Titan Overview
Titan is a high-performance RocksDB plugin for key-value separation. Titan can reduce write amplification in RocksDB when large values are used.
When the value size in Key-Value pairs is large (larger than 1 KB or 512 B), Titan performs better than RocksDB in write, update, and point read scenarios. However, Titan gets a higher write performance by sacrificing storage space and range query performance. As the price of SSDs continues to decrease, this trade-off will be more and more meaningful.
Key features
- Reduce write amplification by separating values from the log-structured merge-tree (LSM-tree) and storing them independently.
- Seamlessly upgrade RocksDB instances to Titan. The upgrade does not require human intervention and does not impact online services.
- Achieve 100% compatibility with all RocksDB features used by the current TiKV.
Usage scenarios
Titan is suitable for the scenarios where a huge volume of data is written to the TiKV foreground:
- RocksDB triggers a large amount of compactions, which consumes a lot of I/O bandwidth or CPU resources.
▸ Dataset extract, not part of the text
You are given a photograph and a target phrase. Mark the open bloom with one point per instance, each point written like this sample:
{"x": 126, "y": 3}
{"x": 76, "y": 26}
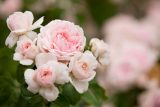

This causes poor read and write performance of the foreground.
- The RocksDB compaction lags much behind (due to the I/O bandwidth limit or CPU bottleneck) and frequently causes write stalls.
- RocksDB triggers a large amount of compactions, which causes a lot of I/O writes and affects the life of the SSD disk.
Prerequisites
The prerequisites for enabling Titan are as follows:
- The average size of values is large, or the size of all large values accounts for much of the total value size. Currently, the size of a value greater than 1 KB is considered as a large value. In some situations, this number (1 KB) can be 512 B. Note that a single value written to TiKV cannot exceed 8 MB due to the limitation of the TiKV Raft layer. You can adjust the raft-entry-max-size configuration value to relax the limit.
- No range query will be performed or you do not need a high performance of range query. Because the data stored in Titan is not well-ordered, its performance of range query is poorer than that of RocksDB, especially for the query of a large range. According PingCAP’s internal test, Titan’s range query performance is 40% to a few times lower than that of RocksDB.
- Sufficient disk space (consider reserving a space twice of the RocksDB disk consumption with the same data volume). This is because Titan reduces write amplification at the cost of disk space. In addition, Titan compresses values one by one, and its compression rate is lower than that of RocksDB. RocksDB compresses blocks one by one. Therefore, Titan consumes more storage space than RocksDB, which is expected and normal. In some situations, Titan’s storage consumption can be twice that of RocksDB.
Starting from v7.6.0, Titan is enabled by default for newly created clusters. Because small TiKV values remain stored in RocksDB, you can enable Titan in this scenario as well.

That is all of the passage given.